The rule we refer to is that the VIX becomes oversold (overbought) when it closes 10% below (above) its 10-day simple moving average (SMA). And if the VIX is oversold (overbought), then the S&P 500 (SPX) is likely overbought (oversold).

Rennie refines the threshold to 15%, which produces fewer signals, of course, but more reliable ones, particularly one and two days out. He gets even better results substituting the CBOE OEX Implied Volatility Index (VXO), which is calculated using S&P 100 (OEX) options, i.e., the original VIX methodology.

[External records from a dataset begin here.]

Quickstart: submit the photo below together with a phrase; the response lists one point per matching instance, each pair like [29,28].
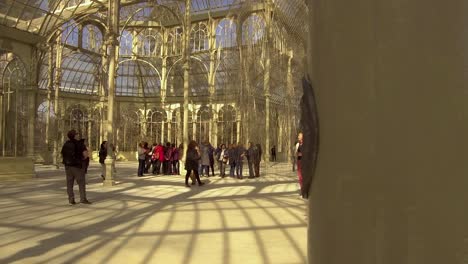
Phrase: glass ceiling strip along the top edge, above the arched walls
[42,16]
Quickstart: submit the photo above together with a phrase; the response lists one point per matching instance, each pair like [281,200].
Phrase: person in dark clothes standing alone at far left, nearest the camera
[73,153]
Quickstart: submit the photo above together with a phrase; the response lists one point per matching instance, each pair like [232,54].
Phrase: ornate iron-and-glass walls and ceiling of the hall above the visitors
[158,70]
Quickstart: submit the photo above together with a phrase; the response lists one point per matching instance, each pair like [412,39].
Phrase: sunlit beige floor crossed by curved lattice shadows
[154,219]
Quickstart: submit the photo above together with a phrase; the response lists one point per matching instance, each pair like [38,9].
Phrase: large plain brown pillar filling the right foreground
[391,86]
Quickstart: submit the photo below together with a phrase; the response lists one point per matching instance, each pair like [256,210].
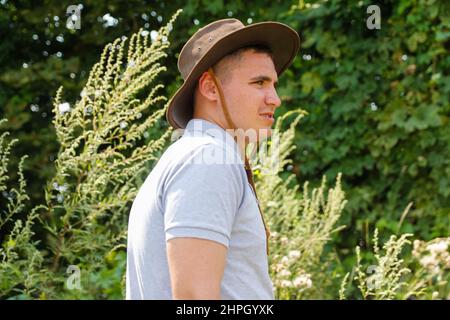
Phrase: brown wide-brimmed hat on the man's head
[214,41]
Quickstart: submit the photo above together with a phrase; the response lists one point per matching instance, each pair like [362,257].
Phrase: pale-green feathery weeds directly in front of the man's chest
[301,223]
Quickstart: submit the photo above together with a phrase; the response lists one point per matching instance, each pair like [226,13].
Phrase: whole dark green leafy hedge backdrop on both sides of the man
[378,100]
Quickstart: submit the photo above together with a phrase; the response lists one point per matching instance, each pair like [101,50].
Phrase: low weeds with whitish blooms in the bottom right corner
[423,275]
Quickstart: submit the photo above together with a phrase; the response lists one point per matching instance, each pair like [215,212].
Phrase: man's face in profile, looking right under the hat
[250,92]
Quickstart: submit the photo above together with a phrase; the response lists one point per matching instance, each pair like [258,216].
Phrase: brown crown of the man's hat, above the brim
[202,41]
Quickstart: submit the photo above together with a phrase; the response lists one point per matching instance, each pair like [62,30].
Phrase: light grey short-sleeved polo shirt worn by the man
[198,189]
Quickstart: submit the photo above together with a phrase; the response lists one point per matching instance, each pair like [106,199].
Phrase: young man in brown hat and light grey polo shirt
[195,228]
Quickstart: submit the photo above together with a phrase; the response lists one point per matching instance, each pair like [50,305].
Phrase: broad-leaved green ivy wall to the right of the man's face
[378,105]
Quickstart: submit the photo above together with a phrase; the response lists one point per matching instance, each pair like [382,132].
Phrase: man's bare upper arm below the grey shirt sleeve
[196,268]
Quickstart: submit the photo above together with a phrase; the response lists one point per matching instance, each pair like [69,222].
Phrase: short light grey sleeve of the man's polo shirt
[201,199]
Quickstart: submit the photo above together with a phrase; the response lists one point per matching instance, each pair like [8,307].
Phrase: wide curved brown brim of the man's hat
[283,41]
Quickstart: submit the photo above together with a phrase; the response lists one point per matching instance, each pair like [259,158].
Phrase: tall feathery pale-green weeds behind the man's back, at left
[97,173]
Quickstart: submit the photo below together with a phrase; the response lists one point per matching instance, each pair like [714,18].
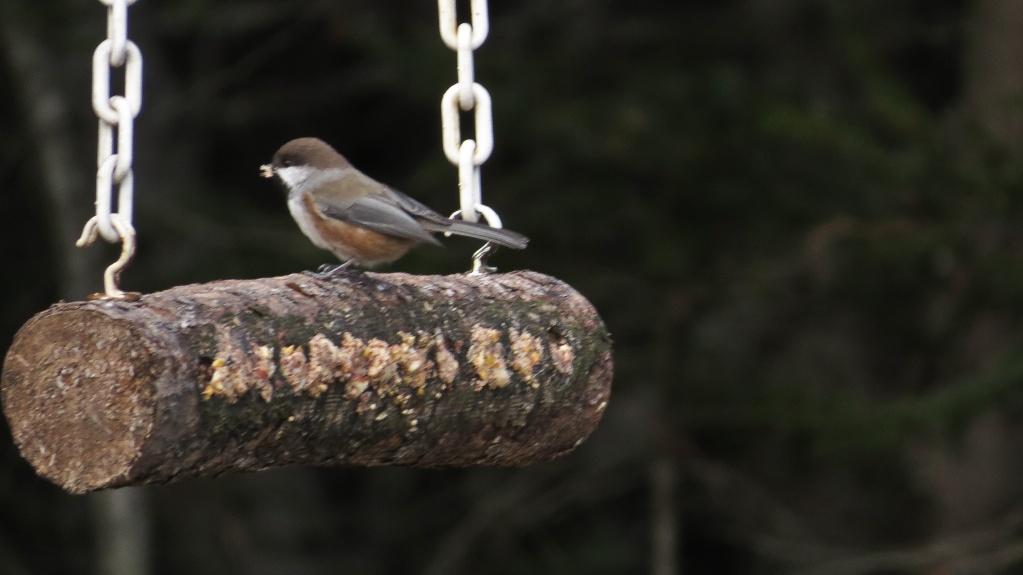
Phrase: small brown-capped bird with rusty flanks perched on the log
[359,219]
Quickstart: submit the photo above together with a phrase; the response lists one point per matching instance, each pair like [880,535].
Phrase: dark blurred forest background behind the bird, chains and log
[803,222]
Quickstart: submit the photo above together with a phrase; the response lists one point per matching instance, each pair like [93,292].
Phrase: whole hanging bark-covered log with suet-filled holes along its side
[363,370]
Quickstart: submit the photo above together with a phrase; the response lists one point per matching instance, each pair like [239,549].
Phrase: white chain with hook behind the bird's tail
[468,155]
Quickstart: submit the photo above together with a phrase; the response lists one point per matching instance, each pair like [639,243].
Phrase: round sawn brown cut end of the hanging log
[81,390]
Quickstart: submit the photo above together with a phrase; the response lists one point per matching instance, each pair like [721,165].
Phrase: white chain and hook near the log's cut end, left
[115,154]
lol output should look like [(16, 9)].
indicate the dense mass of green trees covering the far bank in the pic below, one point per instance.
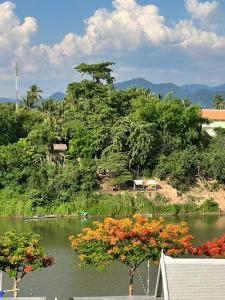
[(110, 134)]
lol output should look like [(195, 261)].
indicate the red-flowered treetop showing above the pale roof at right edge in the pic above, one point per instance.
[(214, 249)]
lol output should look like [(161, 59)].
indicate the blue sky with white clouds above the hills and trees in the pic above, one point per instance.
[(179, 41)]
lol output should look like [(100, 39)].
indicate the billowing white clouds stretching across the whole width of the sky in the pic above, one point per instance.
[(127, 28)]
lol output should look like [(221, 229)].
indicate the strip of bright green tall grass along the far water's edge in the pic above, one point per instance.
[(14, 204)]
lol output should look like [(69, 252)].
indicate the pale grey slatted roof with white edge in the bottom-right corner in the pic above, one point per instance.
[(191, 279)]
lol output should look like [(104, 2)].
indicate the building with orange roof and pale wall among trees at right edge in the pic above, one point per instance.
[(216, 118)]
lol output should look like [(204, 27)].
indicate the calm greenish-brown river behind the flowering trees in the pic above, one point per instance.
[(65, 279)]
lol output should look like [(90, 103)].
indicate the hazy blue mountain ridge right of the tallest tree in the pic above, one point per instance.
[(197, 93)]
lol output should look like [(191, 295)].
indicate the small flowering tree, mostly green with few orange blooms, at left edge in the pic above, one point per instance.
[(21, 254)]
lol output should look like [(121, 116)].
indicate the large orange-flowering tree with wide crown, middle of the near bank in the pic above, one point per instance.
[(130, 242)]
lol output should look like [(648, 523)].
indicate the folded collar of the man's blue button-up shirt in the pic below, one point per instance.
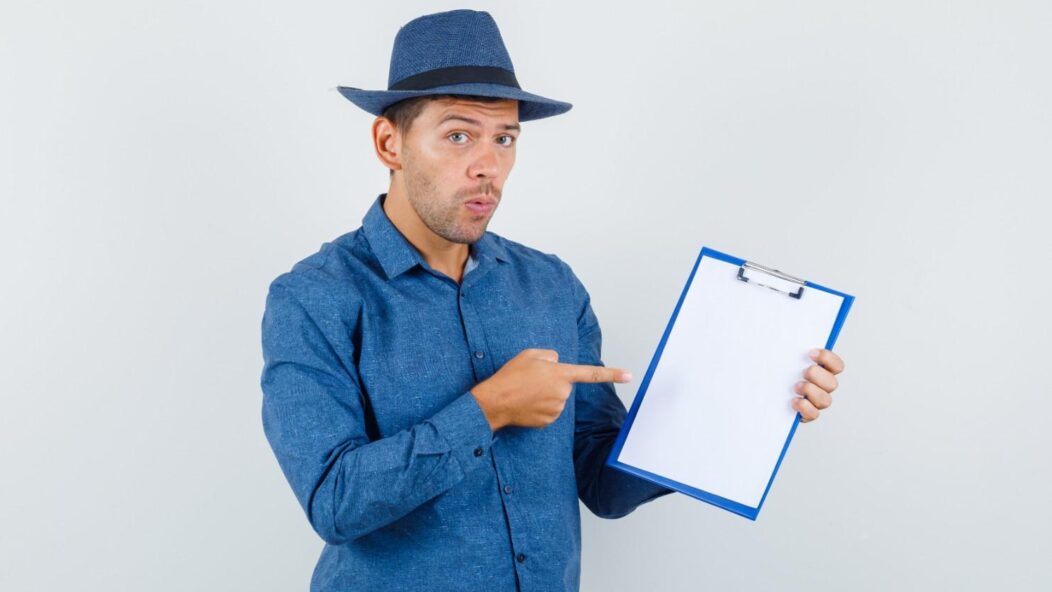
[(397, 255)]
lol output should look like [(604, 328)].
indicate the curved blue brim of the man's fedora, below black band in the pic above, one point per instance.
[(531, 107)]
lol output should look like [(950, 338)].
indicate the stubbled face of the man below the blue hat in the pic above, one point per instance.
[(455, 160)]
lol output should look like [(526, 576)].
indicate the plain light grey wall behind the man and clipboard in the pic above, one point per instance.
[(161, 162)]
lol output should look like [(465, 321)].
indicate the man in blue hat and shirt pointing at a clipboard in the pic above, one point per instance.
[(435, 393)]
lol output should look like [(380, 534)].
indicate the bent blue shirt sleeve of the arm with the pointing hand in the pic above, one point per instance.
[(314, 419)]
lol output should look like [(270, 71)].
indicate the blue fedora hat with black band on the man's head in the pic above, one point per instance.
[(453, 53)]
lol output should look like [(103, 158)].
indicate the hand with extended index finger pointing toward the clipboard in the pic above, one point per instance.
[(532, 390)]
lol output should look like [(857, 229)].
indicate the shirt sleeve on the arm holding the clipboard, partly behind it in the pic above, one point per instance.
[(608, 493)]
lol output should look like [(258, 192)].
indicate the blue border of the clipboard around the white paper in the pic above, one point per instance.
[(730, 505)]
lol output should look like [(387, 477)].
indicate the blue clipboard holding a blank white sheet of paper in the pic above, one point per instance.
[(713, 418)]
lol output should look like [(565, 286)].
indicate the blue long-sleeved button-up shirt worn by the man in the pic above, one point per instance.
[(370, 357)]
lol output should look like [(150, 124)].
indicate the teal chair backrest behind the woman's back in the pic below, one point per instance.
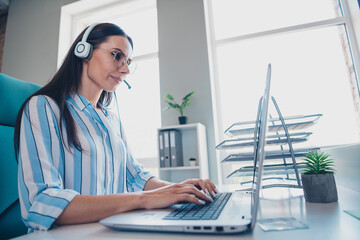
[(13, 93)]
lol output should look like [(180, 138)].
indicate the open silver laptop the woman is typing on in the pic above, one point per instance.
[(239, 208)]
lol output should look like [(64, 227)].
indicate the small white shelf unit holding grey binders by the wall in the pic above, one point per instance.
[(194, 145)]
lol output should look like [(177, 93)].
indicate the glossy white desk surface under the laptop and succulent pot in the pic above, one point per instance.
[(325, 221)]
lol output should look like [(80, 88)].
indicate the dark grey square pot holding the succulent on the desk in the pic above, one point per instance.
[(319, 188)]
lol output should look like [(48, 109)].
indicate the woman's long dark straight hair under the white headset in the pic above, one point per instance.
[(67, 79)]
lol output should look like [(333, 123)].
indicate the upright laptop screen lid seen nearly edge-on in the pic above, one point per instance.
[(259, 146)]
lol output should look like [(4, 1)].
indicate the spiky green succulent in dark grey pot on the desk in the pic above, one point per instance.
[(318, 178)]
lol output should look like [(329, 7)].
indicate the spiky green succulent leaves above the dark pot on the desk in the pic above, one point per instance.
[(318, 163)]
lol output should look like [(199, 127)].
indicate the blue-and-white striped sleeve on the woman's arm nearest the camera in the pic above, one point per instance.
[(41, 166)]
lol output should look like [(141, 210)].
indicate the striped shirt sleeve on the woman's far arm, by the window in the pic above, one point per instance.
[(136, 176)]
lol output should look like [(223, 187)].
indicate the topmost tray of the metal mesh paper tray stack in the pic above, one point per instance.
[(292, 123)]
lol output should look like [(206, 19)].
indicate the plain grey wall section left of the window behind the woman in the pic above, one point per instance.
[(31, 40)]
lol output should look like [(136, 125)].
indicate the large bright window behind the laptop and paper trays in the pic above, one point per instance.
[(313, 71)]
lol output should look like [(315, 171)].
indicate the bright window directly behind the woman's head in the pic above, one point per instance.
[(139, 107)]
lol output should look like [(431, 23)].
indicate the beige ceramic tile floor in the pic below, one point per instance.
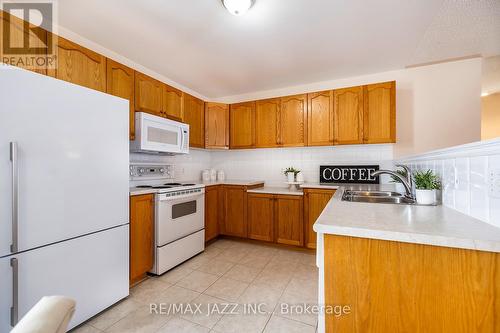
[(228, 274)]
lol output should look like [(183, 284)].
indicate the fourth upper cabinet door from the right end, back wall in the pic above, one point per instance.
[(293, 121)]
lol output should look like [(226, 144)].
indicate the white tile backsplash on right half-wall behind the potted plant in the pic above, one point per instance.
[(466, 178)]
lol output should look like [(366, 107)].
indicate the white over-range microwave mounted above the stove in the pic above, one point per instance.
[(158, 135)]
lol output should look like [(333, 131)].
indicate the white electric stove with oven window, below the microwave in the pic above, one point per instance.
[(179, 215)]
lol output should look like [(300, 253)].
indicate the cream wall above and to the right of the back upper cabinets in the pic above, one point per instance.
[(437, 105)]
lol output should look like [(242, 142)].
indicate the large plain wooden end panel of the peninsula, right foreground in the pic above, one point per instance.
[(404, 287)]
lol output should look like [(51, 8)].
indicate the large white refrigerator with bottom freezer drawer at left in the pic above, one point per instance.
[(64, 155)]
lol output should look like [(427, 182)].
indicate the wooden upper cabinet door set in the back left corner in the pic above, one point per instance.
[(216, 125)]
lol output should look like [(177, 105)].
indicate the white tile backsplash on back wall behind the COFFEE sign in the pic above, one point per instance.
[(268, 164)]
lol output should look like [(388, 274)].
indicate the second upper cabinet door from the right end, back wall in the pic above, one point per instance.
[(348, 115)]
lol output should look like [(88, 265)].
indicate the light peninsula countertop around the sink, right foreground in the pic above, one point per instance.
[(430, 225)]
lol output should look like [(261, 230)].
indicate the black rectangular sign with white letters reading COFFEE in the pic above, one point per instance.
[(356, 174)]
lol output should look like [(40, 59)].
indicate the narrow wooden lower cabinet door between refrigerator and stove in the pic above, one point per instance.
[(141, 236)]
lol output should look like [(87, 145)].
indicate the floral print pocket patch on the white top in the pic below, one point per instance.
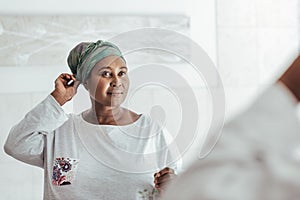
[(64, 170)]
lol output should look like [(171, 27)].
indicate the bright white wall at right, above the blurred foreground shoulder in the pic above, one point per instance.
[(257, 40)]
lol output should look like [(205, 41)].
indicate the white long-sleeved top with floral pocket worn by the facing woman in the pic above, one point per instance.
[(87, 161)]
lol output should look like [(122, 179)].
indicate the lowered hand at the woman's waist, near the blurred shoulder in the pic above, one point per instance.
[(163, 178)]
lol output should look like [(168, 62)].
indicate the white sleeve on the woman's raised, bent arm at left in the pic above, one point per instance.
[(25, 141)]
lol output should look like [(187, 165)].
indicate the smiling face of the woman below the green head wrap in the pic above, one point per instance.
[(108, 82)]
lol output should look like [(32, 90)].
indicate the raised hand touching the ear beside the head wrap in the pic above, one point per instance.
[(64, 92)]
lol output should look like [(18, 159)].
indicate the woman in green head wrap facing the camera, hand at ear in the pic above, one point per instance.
[(107, 151)]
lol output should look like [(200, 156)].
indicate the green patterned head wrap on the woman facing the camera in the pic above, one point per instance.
[(84, 57)]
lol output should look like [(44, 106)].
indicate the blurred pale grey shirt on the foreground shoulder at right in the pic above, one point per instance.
[(257, 156)]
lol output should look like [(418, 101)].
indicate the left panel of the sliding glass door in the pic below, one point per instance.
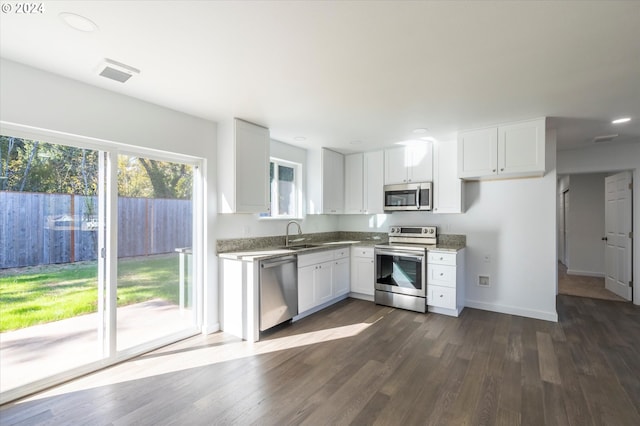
[(50, 321)]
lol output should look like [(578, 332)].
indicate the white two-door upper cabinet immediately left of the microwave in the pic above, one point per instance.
[(364, 183)]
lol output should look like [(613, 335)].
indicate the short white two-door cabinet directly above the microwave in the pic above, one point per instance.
[(411, 163)]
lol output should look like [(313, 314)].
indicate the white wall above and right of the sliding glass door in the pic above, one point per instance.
[(31, 97)]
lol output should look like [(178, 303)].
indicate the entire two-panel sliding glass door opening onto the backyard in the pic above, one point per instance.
[(96, 258)]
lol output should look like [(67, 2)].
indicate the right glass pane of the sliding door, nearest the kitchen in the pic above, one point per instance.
[(155, 229)]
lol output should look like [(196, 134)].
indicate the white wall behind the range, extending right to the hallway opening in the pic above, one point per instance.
[(513, 222)]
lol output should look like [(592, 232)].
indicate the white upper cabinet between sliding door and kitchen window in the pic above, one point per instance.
[(243, 167)]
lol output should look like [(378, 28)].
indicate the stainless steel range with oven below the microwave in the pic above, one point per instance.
[(401, 267)]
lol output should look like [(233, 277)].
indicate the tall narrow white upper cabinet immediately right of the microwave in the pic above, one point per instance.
[(447, 188)]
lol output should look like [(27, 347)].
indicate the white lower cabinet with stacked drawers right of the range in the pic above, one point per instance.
[(445, 285)]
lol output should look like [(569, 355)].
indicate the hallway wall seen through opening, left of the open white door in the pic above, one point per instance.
[(586, 225)]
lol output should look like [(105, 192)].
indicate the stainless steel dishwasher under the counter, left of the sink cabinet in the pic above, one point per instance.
[(278, 291)]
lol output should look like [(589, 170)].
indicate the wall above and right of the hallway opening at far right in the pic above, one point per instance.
[(606, 158)]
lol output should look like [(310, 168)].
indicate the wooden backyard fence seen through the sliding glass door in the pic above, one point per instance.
[(38, 229)]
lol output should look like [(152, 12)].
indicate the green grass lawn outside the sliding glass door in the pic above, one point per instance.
[(42, 294)]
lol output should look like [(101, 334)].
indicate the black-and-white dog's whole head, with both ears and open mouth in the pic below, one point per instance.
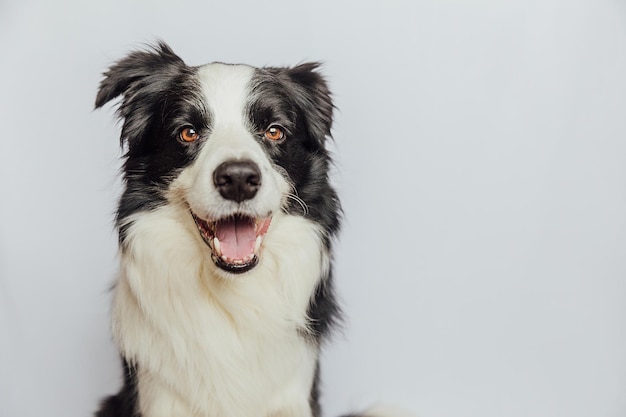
[(231, 144)]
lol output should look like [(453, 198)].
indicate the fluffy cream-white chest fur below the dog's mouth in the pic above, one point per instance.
[(210, 345)]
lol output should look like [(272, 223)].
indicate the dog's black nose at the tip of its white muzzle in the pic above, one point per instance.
[(237, 180)]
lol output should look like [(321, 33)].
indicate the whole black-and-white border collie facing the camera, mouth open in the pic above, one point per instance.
[(226, 222)]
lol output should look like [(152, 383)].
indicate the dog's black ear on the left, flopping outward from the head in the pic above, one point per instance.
[(139, 78)]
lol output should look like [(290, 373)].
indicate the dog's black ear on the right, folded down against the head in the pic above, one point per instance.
[(310, 91)]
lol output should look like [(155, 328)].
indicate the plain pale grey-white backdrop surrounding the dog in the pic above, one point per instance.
[(481, 158)]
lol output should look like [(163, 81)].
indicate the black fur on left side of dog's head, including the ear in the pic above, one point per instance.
[(160, 96)]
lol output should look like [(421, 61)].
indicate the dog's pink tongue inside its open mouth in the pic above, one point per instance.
[(237, 237)]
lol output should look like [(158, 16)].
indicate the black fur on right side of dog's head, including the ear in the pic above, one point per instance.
[(298, 99)]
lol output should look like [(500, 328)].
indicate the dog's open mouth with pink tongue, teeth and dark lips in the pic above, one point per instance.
[(235, 241)]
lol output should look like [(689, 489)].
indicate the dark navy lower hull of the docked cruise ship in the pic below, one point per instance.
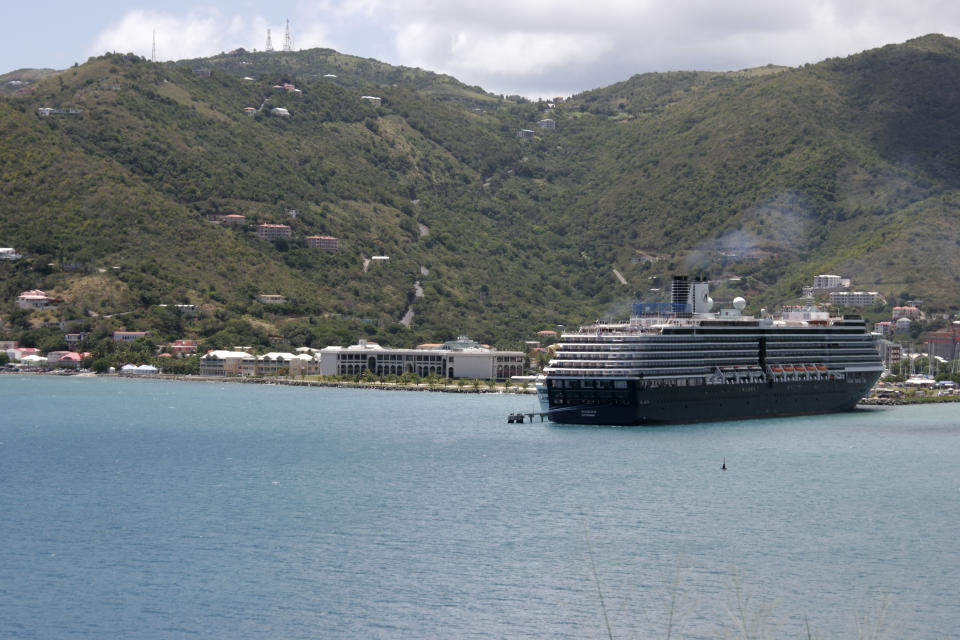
[(707, 403)]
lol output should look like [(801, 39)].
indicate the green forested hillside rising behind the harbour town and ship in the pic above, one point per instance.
[(769, 176)]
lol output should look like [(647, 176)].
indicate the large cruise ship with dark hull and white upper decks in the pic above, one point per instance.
[(680, 362)]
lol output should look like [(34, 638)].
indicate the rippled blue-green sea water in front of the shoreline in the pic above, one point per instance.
[(149, 509)]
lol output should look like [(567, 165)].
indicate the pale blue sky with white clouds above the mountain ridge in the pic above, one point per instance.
[(535, 48)]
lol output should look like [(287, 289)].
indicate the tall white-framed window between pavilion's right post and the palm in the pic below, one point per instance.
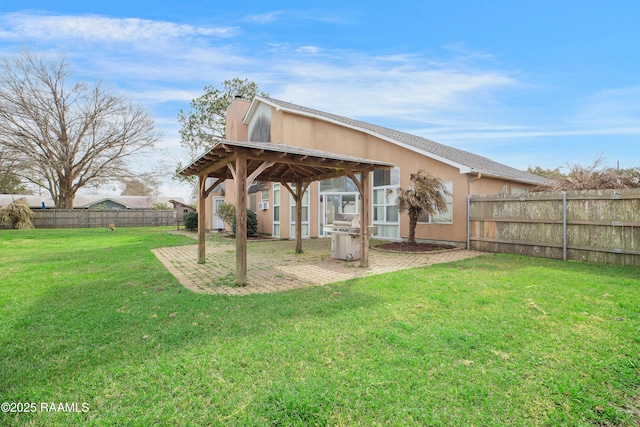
[(385, 207)]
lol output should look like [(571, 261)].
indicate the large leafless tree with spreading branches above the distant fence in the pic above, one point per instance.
[(67, 136)]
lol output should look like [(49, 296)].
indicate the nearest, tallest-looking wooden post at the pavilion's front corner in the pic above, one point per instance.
[(241, 221)]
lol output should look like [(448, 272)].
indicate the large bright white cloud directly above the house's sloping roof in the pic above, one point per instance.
[(356, 85)]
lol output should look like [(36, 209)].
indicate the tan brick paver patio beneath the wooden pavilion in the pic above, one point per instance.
[(273, 265)]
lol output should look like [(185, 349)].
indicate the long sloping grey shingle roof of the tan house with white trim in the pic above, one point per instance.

He only looks at oversold VIX signals, but frankly, those will work better in that you will not get the slippage you get when the VIX goes overbought. Remember just a few weeks back the VIX got as much as 90% above the 10-day SMA, so you would eat up a year’s worth of good signals if you got caught with one bad one like that.

If I could refine this even further, I would add that whatever threshold you like with this indicator, you will find it works best if it’s a short-term contra trend move.

In other words, let’s say the market is in an intermediate-term downtrend (like, say, right now). Oversold VIX indications, like a move 15% below the 10-day SMA in this example, will often yield a good signal that a contra trend short-term rally within a longer-term downtrend has run its course. In plain English, that means it’s a propitious time to enter a bearish trade.

However, overbought VIX indications within an intermediate-term downtrend will not provide a reliable bullish signal for the market.

As I type, none of this sits in play just yet. VIX and VXO each sit about 5% above their respective 10-day SMAs. But if you believe the intermediate term remains down — and with SPDR S&P 500 (AMEX: SPY) below its 50-day and 200-day moving averages, that’s a sound opinion — then you should not read much into VIX or VXO even if (when) they do nudge higher.